Giovanni Vitiello: “”Libertine Masculinity: Homosexuality and Homosociality in Late Imperial Pornographic Fiction”
Tuesday, Oct. 28, noon
School of Social Work, Room 1636

“Without permitting any further explanation, [His-men Ch’ing] lifted Yüeh-niang’s two fresh white legs onto his shoulders [and] inserted his organ into her vagina … When Hsi-Men Ch’ing’s excitement was at its height he softly besought Yüeh-niang to call him ‘Daddy.’ ”

This excerpt is not from some cheap, orientalized paperback romance. It’s from one of the most influential novels in Chinese history, Jin Ping Mei’s “The Plum in the Golden Vase.” First block-printed in 1610, it’s considered the honorary fifth novel of the Four Great Classical Novels and was named one of the Four Major Novels of Wonder in the late Ming and early Qing Dynasties. It also happens to be one example out of thousands of Chinese erotic novels written between 1550 and 1850 — and a tame one at that.

Giovanni Vitiello, an associate professor in the Department of East Asian Languages and Literatures at the University of Hawai’i, has made his career studying these pornographic texts in the context of homosexuality. He will be presenting his lecture, “Libertine Masculinity: Homosexuality and Homosociality in Late Imperial Pornographic Fiction,” tomorrow at noon in Room 1636 of the School of Social Work Building.

Male-male erotic scenes appear throughout Chinese fiction, including in “The Plum in the Golden Vase” as well as the equally acclaimed Cao Xueqin novel “Red Chamber Dream.” Other stories with homosexual relations include Li Yu romantic tales, such as “Silent Operas” and “Tower for the Summer Heat.”

But homoerotic texts didn’t begin with the birth of the novel. homoerotica in China dates back to the 6th century B.C.E. Just like the ancient Greeks, Chinese emperors traditionally had male “favorites” along with the usual concubines. These favorites tended to be ephebic, androgynous-looking youths, preferably about 16, who would assume the supliant, receptive role in relations.

Homosexual relations continued openly outside of palace walls as well, thanks to the theatre. As in Shakespearean England, only males were allowed to act on stage, and those who played female roles often dabbled in prostitution. Thus, when patrons came to support the arts, they also had the option of supporting the actors. Such exchanges defied all standards of class — performers working anywhere from back-alley houses to the Peking Opera habitually provided sexual services, with cliental ranging from fish sellers to high officials.

Yet this sexual freedom became much more restrained in the 17th century, at least on paper. In 1734, the first law prohibiting consensual sodomy in China was instated. During the same period, edicts banning erotic fiction began to appear as well, which threatened to persecute the writing or distribution of pornographic literature, which was previously a highly respected and widely read genre. According to Vitiello, however, judicial events don’t accurately reflect the cultural climate.

“We cannot look at the laws. The laws do not tell the whole story,” Vitiello warned.
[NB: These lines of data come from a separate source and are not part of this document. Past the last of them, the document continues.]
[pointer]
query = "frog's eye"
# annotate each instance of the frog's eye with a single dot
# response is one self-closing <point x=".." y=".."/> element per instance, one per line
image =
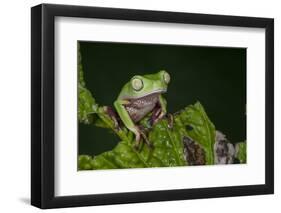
<point x="137" y="84"/>
<point x="166" y="77"/>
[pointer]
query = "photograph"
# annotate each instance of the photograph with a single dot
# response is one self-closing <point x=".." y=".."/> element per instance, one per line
<point x="160" y="105"/>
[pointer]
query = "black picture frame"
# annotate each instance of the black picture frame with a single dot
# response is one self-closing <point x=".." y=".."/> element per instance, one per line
<point x="43" y="117"/>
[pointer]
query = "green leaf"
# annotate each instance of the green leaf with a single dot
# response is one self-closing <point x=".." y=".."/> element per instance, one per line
<point x="199" y="128"/>
<point x="167" y="141"/>
<point x="241" y="152"/>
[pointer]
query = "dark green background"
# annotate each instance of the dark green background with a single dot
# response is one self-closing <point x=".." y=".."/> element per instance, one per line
<point x="214" y="76"/>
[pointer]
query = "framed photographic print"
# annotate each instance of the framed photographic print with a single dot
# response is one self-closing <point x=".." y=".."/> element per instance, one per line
<point x="140" y="106"/>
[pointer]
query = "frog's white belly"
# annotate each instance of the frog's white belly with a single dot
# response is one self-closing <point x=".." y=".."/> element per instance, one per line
<point x="138" y="108"/>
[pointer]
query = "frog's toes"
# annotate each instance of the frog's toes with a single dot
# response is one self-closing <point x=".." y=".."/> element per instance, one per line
<point x="170" y="118"/>
<point x="113" y="115"/>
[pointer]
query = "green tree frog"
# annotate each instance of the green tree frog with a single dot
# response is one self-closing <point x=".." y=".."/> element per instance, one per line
<point x="140" y="96"/>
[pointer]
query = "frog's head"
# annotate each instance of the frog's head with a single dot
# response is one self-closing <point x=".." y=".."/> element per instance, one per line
<point x="140" y="86"/>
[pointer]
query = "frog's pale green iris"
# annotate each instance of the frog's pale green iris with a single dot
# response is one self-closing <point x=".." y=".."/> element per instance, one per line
<point x="140" y="96"/>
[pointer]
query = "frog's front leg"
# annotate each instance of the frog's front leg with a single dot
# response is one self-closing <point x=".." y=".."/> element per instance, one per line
<point x="126" y="119"/>
<point x="159" y="111"/>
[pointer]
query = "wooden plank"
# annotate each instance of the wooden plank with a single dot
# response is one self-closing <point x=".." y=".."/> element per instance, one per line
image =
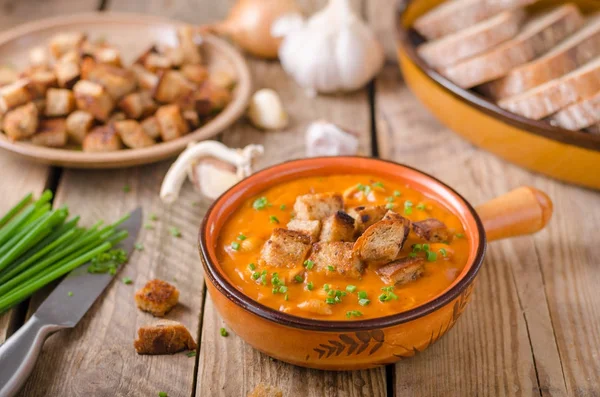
<point x="20" y="177"/>
<point x="534" y="304"/>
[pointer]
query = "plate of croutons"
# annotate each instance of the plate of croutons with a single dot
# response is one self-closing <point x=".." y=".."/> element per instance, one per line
<point x="113" y="90"/>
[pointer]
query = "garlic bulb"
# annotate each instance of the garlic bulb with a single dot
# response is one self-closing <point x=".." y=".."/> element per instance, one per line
<point x="212" y="167"/>
<point x="327" y="139"/>
<point x="331" y="52"/>
<point x="266" y="111"/>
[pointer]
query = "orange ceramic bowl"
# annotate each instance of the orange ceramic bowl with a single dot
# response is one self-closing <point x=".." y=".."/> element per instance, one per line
<point x="345" y="345"/>
<point x="570" y="156"/>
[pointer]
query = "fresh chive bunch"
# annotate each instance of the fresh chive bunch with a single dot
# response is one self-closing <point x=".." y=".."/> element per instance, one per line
<point x="39" y="245"/>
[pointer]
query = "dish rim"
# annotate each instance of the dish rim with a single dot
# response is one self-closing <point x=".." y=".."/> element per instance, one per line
<point x="131" y="157"/>
<point x="479" y="102"/>
<point x="245" y="302"/>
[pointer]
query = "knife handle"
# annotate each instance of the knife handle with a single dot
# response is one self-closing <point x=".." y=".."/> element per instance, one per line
<point x="20" y="352"/>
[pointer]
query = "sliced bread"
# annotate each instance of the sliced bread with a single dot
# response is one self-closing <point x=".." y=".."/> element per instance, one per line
<point x="568" y="55"/>
<point x="582" y="114"/>
<point x="554" y="95"/>
<point x="454" y="15"/>
<point x="471" y="41"/>
<point x="539" y="34"/>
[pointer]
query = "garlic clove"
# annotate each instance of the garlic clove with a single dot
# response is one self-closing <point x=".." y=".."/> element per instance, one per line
<point x="266" y="111"/>
<point x="327" y="139"/>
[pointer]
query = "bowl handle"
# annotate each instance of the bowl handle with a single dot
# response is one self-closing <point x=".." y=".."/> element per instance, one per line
<point x="524" y="210"/>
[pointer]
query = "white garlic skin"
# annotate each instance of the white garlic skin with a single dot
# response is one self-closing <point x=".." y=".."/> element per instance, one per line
<point x="334" y="51"/>
<point x="266" y="111"/>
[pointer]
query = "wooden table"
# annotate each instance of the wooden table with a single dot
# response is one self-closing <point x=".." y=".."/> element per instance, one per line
<point x="533" y="327"/>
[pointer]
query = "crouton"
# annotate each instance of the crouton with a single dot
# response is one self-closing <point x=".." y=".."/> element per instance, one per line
<point x="310" y="228"/>
<point x="132" y="134"/>
<point x="151" y="127"/>
<point x="315" y="306"/>
<point x="432" y="230"/>
<point x="102" y="139"/>
<point x="40" y="82"/>
<point x="118" y="82"/>
<point x="137" y="105"/>
<point x="93" y="98"/>
<point x="7" y="75"/>
<point x="62" y="43"/>
<point x="402" y="271"/>
<point x="337" y="257"/>
<point x="13" y="95"/>
<point x="21" y="122"/>
<point x="195" y="73"/>
<point x="381" y="242"/>
<point x="164" y="337"/>
<point x="171" y="86"/>
<point x="144" y="78"/>
<point x="337" y="227"/>
<point x="67" y="73"/>
<point x="366" y="216"/>
<point x="59" y="102"/>
<point x="51" y="133"/>
<point x="187" y="43"/>
<point x="285" y="248"/>
<point x="157" y="297"/>
<point x="79" y="123"/>
<point x="172" y="124"/>
<point x="318" y="206"/>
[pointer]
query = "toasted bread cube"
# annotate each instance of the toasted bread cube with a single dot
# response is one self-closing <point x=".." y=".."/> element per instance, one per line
<point x="62" y="43"/>
<point x="432" y="230"/>
<point x="145" y="79"/>
<point x="337" y="257"/>
<point x="132" y="134"/>
<point x="92" y="97"/>
<point x="171" y="86"/>
<point x="51" y="133"/>
<point x="8" y="75"/>
<point x="151" y="127"/>
<point x="21" y="122"/>
<point x="164" y="337"/>
<point x="402" y="271"/>
<point x="310" y="228"/>
<point x="157" y="297"/>
<point x="318" y="206"/>
<point x="187" y="43"/>
<point x="102" y="139"/>
<point x="13" y="95"/>
<point x="172" y="124"/>
<point x="137" y="105"/>
<point x="67" y="73"/>
<point x="59" y="102"/>
<point x="79" y="123"/>
<point x="337" y="227"/>
<point x="381" y="242"/>
<point x="366" y="216"/>
<point x="285" y="248"/>
<point x="195" y="73"/>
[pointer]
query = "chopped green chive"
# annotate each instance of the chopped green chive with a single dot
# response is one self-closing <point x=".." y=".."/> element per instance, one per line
<point x="260" y="203"/>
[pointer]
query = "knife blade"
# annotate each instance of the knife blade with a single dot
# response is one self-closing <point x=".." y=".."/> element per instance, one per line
<point x="60" y="310"/>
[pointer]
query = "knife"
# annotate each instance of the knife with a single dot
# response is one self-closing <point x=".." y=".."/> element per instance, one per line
<point x="59" y="311"/>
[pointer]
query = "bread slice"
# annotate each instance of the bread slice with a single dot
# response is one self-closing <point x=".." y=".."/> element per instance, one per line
<point x="539" y="34"/>
<point x="550" y="97"/>
<point x="454" y="15"/>
<point x="471" y="41"/>
<point x="582" y="114"/>
<point x="568" y="55"/>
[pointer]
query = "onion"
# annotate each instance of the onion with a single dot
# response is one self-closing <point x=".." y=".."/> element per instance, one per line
<point x="249" y="25"/>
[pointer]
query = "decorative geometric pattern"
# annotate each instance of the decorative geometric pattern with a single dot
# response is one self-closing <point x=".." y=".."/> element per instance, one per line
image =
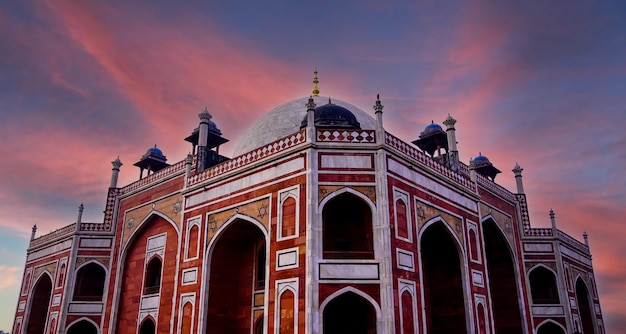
<point x="427" y="161"/>
<point x="250" y="157"/>
<point x="108" y="214"/>
<point x="62" y="232"/>
<point x="346" y="136"/>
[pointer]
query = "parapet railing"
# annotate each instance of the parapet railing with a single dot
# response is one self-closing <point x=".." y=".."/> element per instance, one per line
<point x="423" y="159"/>
<point x="163" y="173"/>
<point x="262" y="152"/>
<point x="64" y="231"/>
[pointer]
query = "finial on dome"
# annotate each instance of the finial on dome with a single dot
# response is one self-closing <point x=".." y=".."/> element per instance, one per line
<point x="378" y="106"/>
<point x="315" y="91"/>
<point x="205" y="114"/>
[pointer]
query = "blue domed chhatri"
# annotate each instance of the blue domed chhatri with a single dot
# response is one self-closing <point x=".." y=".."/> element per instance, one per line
<point x="332" y="115"/>
<point x="432" y="128"/>
<point x="483" y="166"/>
<point x="154" y="160"/>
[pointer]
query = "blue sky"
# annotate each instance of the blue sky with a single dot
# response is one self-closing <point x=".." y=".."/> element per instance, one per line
<point x="539" y="83"/>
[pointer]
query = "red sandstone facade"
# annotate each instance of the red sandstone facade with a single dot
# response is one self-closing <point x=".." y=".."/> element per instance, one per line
<point x="323" y="230"/>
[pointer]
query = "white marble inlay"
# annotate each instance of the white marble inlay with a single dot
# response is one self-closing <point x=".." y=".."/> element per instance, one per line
<point x="156" y="242"/>
<point x="346" y="161"/>
<point x="49" y="250"/>
<point x="190" y="275"/>
<point x="438" y="188"/>
<point x="95" y="243"/>
<point x="244" y="182"/>
<point x="347" y="271"/>
<point x="477" y="278"/>
<point x="405" y="259"/>
<point x="287" y="258"/>
<point x="548" y="310"/>
<point x="532" y="247"/>
<point x="149" y="302"/>
<point x="575" y="255"/>
<point x="86" y="308"/>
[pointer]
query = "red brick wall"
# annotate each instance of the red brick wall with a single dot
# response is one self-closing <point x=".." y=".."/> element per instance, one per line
<point x="133" y="275"/>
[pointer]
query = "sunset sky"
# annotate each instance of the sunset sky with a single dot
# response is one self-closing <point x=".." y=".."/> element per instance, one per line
<point x="541" y="83"/>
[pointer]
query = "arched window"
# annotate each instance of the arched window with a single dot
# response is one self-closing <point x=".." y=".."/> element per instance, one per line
<point x="61" y="279"/>
<point x="53" y="326"/>
<point x="550" y="328"/>
<point x="543" y="286"/>
<point x="502" y="280"/>
<point x="38" y="313"/>
<point x="152" y="282"/>
<point x="187" y="318"/>
<point x="147" y="327"/>
<point x="288" y="219"/>
<point x="473" y="245"/>
<point x="402" y="224"/>
<point x="349" y="313"/>
<point x="89" y="284"/>
<point x="260" y="266"/>
<point x="482" y="327"/>
<point x="408" y="323"/>
<point x="444" y="300"/>
<point x="25" y="286"/>
<point x="192" y="248"/>
<point x="287" y="312"/>
<point x="347" y="228"/>
<point x="584" y="307"/>
<point x="83" y="327"/>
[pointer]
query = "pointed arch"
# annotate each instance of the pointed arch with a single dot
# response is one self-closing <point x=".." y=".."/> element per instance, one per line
<point x="39" y="304"/>
<point x="503" y="278"/>
<point x="347" y="225"/>
<point x="147" y="326"/>
<point x="550" y="326"/>
<point x="543" y="286"/>
<point x="231" y="270"/>
<point x="89" y="281"/>
<point x="132" y="259"/>
<point x="444" y="279"/>
<point x="83" y="325"/>
<point x="585" y="308"/>
<point x="354" y="315"/>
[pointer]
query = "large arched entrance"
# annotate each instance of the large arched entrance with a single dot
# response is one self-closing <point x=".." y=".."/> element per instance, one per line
<point x="236" y="273"/>
<point x="550" y="328"/>
<point x="349" y="313"/>
<point x="584" y="307"/>
<point x="443" y="283"/>
<point x="156" y="235"/>
<point x="38" y="314"/>
<point x="502" y="282"/>
<point x="82" y="327"/>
Despite the new doctrine, homosexuality continued to flourish in China. No recorded cases of sodomy being punished have ever been found, except when juxtaposed with more serious acts such as homicide or rape — which means the law was rarely enforced, if ever. Vitiello fortified this argument by pointing out that until 2003, many states in the United States had anti-sodomy laws in their constitutions. This doesn’t necessarily mean Americans are less tolerant of homosexuality than countries that abolished such laws earlier, such as modern-day China. Nor does it means Americans are more intolerant than countries that have never had legal homophobic doctrine, such as North Korea.

That’s why Vitiello focuses his research on the literature written, which often contradicts politics. He also puts homosexual attitudes in China in perspective to the Western world at the time. Homosexual novels may have been banned in China, but in Europe the Catholic Church was burning sodomites alive.

“China has traditionally been a bisexual culture, as far as men are concerned,” Vitiello said.

A lot of Chinese erotic fiction has been destroyed or has disappeared from record, but a lot remains. These samples provide insight into mainstream homosexual attitudes, as well as the format of such sexual relations, which isn’t always the unexpected pizza delivery or late night plumber.

“Most are repetitive,” admitted Vitiello. “You know, porn is porn. But some of these stories are absolutely extraordinary.”